Nikon D3100 hands-on
Nikon has fired a fresh salvo in the battle for dominance of the entry-level DSLR space. The Nikon D3100 comes in to replace the D3000, ticking off many of the wishes of D3000 owners.
The new model packs more megapixels onto the CMOS sensor and is backed by the Expeed 2 processor. With it comes the ability to capture Full HD (1080/24p) video and improved low light shooting performance, with regular ISO running up to 3200 and a Hi ISO setting of 12800.
You also get live view, toggled via a lever on the back, with a video capture button in the centre, for instant video. You'll find an HDMI output so you can connect straight to your TV.
The D3000's Guide mode persists, but has been enhanced, and is a comprehensive addition to this camera, really taking a bite out of Canon's CA option on their entry-level DSLRs which looks a little basic by comparison.
The D3100 is Nikon's smallest and lightest DSLR camera to date and we certainly found it compact in the hand - some might say it could be too small for those with larger hands - measuring 124 x 96 x 74.5mm and weighing 505g (body only, with battery and SD card).
The new video recording mode only offers you 10 minutes of filming however and you'll get a MOV file at the end of it. Nikon has made some bold claims about the autofocus, with subject tracking offering to keep you in focus when filming moving objects and face detection for up to 35 faces in a scene. You also get 11-point autofocus for your stills shooting.
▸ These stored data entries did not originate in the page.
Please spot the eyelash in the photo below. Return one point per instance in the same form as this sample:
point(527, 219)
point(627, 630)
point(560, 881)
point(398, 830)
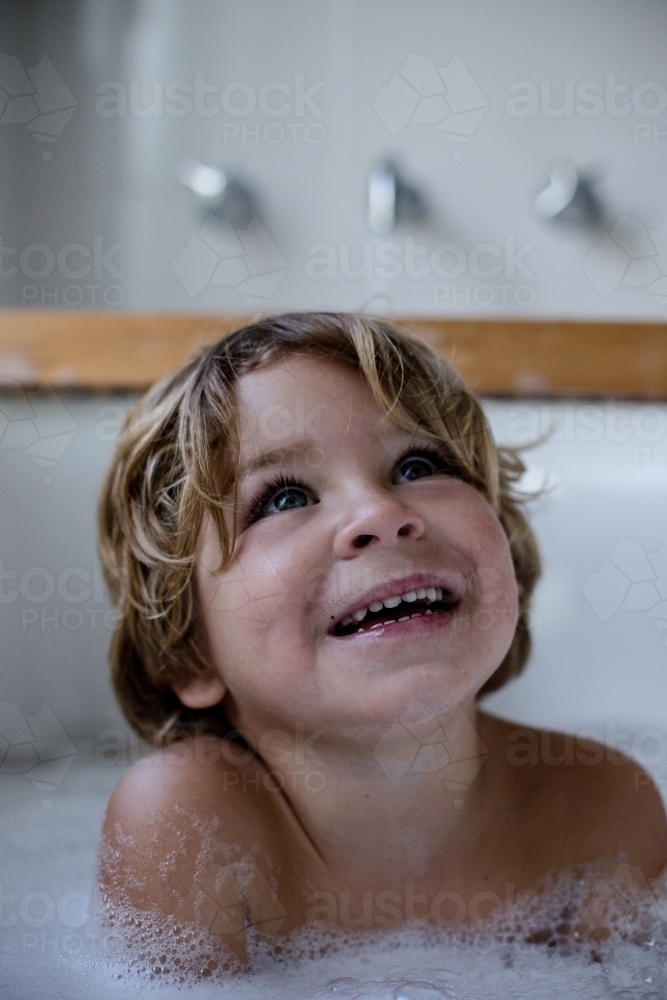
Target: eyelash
point(438, 455)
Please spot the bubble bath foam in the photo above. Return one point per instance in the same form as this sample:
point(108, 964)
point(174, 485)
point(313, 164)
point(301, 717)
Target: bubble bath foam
point(50, 948)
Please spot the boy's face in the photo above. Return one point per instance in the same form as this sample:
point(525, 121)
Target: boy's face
point(363, 512)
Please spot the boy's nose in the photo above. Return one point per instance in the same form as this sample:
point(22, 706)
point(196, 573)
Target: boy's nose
point(381, 520)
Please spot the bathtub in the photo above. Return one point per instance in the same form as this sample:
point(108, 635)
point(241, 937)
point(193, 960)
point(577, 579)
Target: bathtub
point(599, 669)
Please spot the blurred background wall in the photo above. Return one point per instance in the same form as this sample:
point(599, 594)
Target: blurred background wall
point(474, 103)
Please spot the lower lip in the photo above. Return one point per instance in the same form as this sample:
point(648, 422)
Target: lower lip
point(413, 627)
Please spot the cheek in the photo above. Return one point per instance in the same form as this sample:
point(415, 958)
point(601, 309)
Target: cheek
point(256, 598)
point(492, 584)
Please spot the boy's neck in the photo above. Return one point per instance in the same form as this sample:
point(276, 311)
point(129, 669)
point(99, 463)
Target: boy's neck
point(406, 795)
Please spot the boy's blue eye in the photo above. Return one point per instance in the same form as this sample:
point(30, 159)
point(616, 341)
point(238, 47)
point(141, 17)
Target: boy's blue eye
point(419, 464)
point(288, 498)
point(279, 497)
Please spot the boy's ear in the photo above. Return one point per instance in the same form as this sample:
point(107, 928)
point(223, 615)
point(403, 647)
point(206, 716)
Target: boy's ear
point(201, 692)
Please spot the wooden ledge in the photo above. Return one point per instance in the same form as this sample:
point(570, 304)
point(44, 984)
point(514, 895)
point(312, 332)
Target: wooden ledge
point(97, 350)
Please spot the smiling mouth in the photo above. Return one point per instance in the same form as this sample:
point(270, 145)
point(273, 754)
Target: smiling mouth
point(437, 602)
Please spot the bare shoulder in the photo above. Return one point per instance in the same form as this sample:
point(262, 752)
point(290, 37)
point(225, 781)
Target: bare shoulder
point(177, 827)
point(581, 800)
point(174, 811)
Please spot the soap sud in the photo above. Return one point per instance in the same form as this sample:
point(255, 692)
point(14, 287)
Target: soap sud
point(526, 950)
point(495, 960)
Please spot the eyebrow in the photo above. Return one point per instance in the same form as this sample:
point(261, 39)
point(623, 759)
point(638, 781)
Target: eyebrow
point(277, 456)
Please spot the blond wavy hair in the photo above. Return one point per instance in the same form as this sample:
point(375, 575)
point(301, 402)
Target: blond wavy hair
point(176, 462)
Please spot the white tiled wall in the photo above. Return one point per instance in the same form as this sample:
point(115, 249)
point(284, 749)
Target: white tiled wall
point(473, 100)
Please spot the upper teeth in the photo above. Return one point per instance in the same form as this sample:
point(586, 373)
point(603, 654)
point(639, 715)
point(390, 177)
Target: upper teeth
point(422, 594)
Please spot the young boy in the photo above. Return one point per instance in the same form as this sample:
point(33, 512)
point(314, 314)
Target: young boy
point(320, 565)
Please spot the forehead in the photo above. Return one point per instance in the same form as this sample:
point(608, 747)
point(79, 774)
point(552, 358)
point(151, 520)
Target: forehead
point(304, 396)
We also notice that audio capture is mono, with no external mic option, so budding videographers might have something to moan about.
Sound too good to be true? With a body-only price of £499 and a kit price of £579 with the 18-55 VR lens, it looks like a veritable bargain as an entry level model. Of course, we'll be bringing you a full run-down of the performance when we get our hands on a review model.
What say you? Will the D3100 achieve Nikon's aim of dominating the entry-level DSLR market? How does it compare to Canon's 550D?